Now, there is a lot one could say about what this actually means about the people who walked past, why this is or isn’t surprising. I do not want to discuss the reaction of the people in this incident. I do want to make the observation that as I get ensconced in the mechanics of life as an academic scientist, I find myself increasingly at risk of being like those busy passers-by. Everyday, I see people around me exhibit exactly this kind of behaviour because they can’t be sure that stopping to listen is worth their time or consistent with the things they are rushing towards. This is not always accidental and the most disturbing instances are when the behaviour is rationalized away in terms of the way things are.

So, a note to myself is that I should remember to stop and listen when something beautiful calls out. At this early stage in my career, it is entirely uncertain if I can go on to ‘be someone’ or ‘just another …’. However, if that rational calculation gets in the way of doing the kind of free thinking that justified my becoming an academic scientist in the first place, then I will surely only be left embarrassed when I figuratively look back at such a video of my professional life, at the end of my career.

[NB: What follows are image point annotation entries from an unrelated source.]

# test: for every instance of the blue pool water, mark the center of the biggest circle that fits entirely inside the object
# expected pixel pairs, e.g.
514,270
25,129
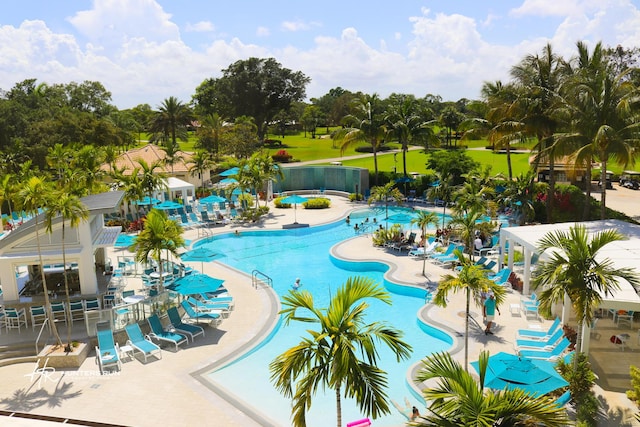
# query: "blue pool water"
285,255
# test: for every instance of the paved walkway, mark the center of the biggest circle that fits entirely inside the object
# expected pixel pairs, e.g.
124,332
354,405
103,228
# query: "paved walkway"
172,391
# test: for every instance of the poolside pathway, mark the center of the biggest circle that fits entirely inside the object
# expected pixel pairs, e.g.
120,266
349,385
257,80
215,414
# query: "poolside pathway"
171,391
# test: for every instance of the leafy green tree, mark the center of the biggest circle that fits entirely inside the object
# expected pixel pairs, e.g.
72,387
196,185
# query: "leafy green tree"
170,122
35,194
70,208
255,87
472,279
385,193
423,220
457,399
573,269
159,234
364,125
341,354
200,163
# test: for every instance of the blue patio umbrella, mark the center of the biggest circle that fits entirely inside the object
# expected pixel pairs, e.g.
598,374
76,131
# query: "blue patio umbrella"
212,199
230,172
195,283
509,371
294,200
168,204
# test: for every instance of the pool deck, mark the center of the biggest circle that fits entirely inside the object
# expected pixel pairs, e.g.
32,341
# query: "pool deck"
171,391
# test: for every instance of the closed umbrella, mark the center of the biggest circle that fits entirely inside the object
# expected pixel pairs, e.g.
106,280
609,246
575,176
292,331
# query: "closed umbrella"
294,200
509,371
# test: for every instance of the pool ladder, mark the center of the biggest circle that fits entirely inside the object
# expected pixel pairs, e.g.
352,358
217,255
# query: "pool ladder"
259,278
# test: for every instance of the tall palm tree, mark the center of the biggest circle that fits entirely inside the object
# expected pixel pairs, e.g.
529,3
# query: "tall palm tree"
341,354
574,270
71,209
423,220
159,234
35,194
170,122
601,106
172,155
200,163
458,399
538,79
472,279
384,193
363,125
407,125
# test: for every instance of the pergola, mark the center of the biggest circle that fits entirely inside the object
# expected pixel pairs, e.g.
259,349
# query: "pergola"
623,253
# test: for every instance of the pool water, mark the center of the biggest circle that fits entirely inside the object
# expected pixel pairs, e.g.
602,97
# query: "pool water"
285,255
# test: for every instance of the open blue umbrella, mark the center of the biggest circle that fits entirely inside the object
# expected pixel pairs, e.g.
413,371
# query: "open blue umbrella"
212,199
167,205
509,371
230,172
294,200
146,200
195,283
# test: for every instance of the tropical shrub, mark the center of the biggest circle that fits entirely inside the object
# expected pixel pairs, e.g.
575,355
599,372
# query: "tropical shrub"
317,203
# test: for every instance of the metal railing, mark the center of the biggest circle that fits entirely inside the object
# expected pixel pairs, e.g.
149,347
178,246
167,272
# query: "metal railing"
258,278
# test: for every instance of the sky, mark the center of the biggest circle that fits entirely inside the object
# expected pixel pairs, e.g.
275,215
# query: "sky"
144,51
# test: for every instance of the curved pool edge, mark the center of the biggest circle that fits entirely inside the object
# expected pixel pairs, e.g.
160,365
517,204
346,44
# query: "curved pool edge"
423,315
202,375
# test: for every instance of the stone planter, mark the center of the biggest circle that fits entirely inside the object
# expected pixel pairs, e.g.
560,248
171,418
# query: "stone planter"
57,358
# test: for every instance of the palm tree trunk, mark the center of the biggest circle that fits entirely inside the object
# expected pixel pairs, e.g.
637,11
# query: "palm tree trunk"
338,406
466,333
47,302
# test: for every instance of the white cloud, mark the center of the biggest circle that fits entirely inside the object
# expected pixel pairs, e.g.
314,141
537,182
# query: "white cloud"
263,32
200,27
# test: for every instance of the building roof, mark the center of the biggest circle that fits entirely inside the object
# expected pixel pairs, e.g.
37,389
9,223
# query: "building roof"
150,153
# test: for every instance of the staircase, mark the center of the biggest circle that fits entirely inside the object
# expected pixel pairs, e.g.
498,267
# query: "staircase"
11,354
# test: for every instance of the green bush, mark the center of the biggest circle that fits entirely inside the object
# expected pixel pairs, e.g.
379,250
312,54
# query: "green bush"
317,203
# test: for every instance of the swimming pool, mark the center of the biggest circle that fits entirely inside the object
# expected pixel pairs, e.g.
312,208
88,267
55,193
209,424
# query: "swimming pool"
286,254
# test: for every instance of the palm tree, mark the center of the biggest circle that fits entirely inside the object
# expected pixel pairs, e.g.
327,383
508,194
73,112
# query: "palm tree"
600,105
383,194
35,195
341,354
200,163
170,122
573,270
159,234
472,279
172,155
70,208
423,220
363,126
458,399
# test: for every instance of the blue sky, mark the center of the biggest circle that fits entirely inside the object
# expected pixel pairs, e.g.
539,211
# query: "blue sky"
144,51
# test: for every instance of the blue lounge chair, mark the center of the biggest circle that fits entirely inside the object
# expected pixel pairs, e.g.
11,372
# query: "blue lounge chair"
158,332
542,335
221,308
546,355
184,328
540,344
564,399
140,343
107,351
193,314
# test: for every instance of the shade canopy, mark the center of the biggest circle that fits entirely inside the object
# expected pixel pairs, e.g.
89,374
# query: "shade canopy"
147,201
230,172
212,199
167,205
509,371
195,283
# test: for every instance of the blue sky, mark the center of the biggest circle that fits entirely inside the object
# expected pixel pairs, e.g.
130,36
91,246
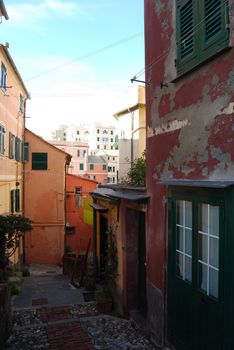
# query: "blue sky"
76,57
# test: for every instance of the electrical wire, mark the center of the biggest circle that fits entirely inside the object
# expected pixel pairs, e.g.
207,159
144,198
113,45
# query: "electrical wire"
92,53
197,28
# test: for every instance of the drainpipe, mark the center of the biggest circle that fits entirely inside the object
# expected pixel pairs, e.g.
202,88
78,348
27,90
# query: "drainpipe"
23,178
67,162
94,241
132,129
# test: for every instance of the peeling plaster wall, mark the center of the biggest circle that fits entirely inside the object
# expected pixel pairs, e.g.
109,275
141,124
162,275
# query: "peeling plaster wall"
190,126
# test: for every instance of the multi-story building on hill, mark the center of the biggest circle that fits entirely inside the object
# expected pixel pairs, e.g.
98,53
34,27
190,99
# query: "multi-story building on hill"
79,153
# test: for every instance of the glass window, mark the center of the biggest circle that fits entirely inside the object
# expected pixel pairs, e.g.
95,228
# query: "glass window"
208,249
184,239
2,139
39,161
3,78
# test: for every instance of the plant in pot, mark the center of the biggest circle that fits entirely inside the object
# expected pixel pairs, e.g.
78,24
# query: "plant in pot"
103,296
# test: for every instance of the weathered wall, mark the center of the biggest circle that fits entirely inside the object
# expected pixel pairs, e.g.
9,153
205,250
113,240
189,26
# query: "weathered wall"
78,214
44,204
190,125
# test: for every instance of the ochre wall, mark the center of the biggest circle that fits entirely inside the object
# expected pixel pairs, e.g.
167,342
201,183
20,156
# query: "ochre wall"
44,204
79,216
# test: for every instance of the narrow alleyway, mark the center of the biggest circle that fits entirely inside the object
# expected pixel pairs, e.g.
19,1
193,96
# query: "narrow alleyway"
49,313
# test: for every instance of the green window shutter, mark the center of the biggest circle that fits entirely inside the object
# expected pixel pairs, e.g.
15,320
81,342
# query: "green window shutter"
17,149
17,200
25,151
12,201
202,31
215,31
39,161
186,30
11,146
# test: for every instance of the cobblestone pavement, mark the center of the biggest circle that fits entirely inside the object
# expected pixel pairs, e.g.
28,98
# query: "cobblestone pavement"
76,327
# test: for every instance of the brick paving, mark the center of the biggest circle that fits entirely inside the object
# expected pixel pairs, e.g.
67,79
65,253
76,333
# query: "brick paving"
68,336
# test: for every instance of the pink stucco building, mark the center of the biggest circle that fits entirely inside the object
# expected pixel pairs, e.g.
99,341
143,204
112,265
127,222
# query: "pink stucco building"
44,192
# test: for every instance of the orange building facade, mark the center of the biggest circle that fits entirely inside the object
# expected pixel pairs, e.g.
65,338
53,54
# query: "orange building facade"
13,96
44,193
79,214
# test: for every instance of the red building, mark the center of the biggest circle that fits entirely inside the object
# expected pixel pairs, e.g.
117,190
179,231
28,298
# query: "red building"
79,214
190,163
97,169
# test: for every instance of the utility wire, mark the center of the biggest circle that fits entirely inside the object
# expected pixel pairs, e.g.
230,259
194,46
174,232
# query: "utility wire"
197,27
92,53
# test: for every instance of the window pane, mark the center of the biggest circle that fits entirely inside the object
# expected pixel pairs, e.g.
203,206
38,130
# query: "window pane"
202,277
214,283
203,248
188,214
180,239
203,224
179,212
214,220
214,252
188,241
179,265
188,269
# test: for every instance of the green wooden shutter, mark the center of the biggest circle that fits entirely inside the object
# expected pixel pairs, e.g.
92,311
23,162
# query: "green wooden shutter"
187,34
17,149
215,31
11,146
25,151
17,200
12,201
39,161
186,19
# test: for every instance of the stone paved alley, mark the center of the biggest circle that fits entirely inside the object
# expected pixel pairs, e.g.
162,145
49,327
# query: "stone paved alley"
49,313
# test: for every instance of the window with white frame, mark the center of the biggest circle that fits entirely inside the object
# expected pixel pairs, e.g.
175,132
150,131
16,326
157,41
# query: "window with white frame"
2,139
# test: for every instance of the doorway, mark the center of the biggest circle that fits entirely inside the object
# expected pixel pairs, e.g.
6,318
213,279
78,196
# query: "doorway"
195,274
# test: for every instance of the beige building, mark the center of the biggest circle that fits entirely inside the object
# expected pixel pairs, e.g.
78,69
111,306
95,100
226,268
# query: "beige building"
13,149
132,132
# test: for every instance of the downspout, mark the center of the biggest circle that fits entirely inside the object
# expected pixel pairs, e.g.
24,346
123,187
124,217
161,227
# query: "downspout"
67,162
132,129
94,241
23,177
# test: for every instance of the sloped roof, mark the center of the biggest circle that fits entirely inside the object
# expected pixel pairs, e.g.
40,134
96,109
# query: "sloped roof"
5,49
96,159
110,194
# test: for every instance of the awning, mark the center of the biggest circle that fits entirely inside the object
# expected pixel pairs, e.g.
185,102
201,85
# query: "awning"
198,183
98,207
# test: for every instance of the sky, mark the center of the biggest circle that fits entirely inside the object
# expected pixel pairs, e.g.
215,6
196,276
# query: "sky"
76,58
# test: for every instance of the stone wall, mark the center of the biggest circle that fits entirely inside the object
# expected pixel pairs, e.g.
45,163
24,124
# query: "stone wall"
5,314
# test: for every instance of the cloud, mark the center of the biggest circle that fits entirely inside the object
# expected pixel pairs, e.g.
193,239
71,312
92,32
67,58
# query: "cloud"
28,13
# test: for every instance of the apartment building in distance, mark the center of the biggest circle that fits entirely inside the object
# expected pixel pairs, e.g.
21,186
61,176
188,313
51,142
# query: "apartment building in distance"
79,153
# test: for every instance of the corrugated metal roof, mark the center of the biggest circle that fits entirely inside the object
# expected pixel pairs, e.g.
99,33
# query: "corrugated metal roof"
98,207
111,194
198,183
96,159
3,10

PS: Of course, all of these comments are perhaps even more relevant in the personal sphere. Happy Holidays!

Hard Problems in Social Science

I came across these short talks on hard problems in the social sciences, modeled after the famous Hilbert problems. I am not sure if the analogy holds under strict scrutiny (Is there a Hilbert today who can command the same influence in such a diverse area? Is there even a cohesive community at whom these challenges can be aimed?), but the talks were certainly very interesting and thought provoking.

Clearly, some talks/questions are closer to home than others but even the ones that seemed initially unrelated are thought provoking. The ones that came closest include a talk by Susan Carey on the problem of concept learning – something that is directly on the critical path of intelligent autonomous robotics. I had already read some of her papers before but this talk gave a concise summary and highlighted a connection to human learning in the classroom, something I rarely think about. Taleb’s question was the well known one about how to design robust strategies in the face of ‘black swans’. Despite his notoriety and (as I am told) penchant for personal rants, he managed to be quite constructive in the way he delineated the problem.  This is a problem that does show up quite centrally in our work – how do you learn policies for an a priori unknown open world. Some others were interesting too – Ann Swidler asks what makes a good theory of institutions (e.g., how and why exactly does al-Sistani come to have such enourmous influence in Afghanistan, even more so than the people with the guns or the money)? Her hypotheses were quite interesting and may turn out to be relevant as we wonder how to make resilient organizations of artificial agents!